Case 44 – DELAY OF ARRAIGNMENT


 After the filing of information, the court is in complete control of the case and any disposition therein is
subject to its sound discretion. The decision to suspend arraignment to await the resolution of an appeal
with the Secretary of Justice is an exercise of such discretion.
 It bears stressing that the court is however not bound to adopt the resolution of the Secretary of Justice
since the court is mandated to independently evaluate or assess the merits of the case, and may either
agree or disagree with the recommendation of the Secretary of Justice.
 The Speedy Trial Act prescribing the 30-day period for the arraignment of the accused is not absolute. It
enumerates periods of delay that shall be excluded in computing the time within which trial must
commence, especially if taking such action outweighs the best interest of the public and the defendant in
a speedy trial and this includes filing an appeal to the Secretary of Justice. It gives the accused to exhaust
the administrative remedies available to her before the court could proceed to a full-blown trial.

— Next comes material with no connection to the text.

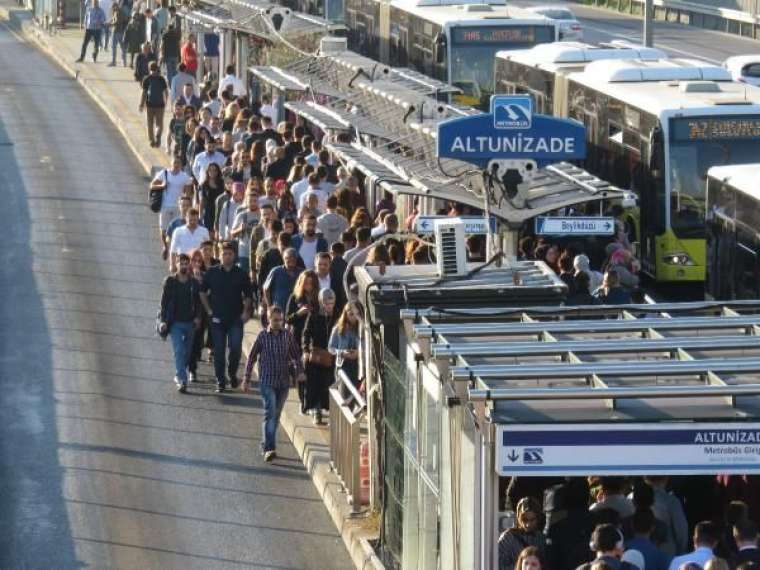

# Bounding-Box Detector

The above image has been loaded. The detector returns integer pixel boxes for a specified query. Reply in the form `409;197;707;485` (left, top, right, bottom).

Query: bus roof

 The trial court which takes cognizance of an accused’s motion for review of the resolution of the
investigating prosecutor and defers the arraignment until resolution of the said motion must act on the
resolution reversing the investigating prosecutor’s finding or on a motion to dismiss based thereon only
upon proof that resolution is already final and no appeal was taken before the Department of Justice.
 Since the period of disposition of appeals or petition in the Secretary of Justice shall be 75 days, indefinite
suspension of arraignment is unlikely to happen.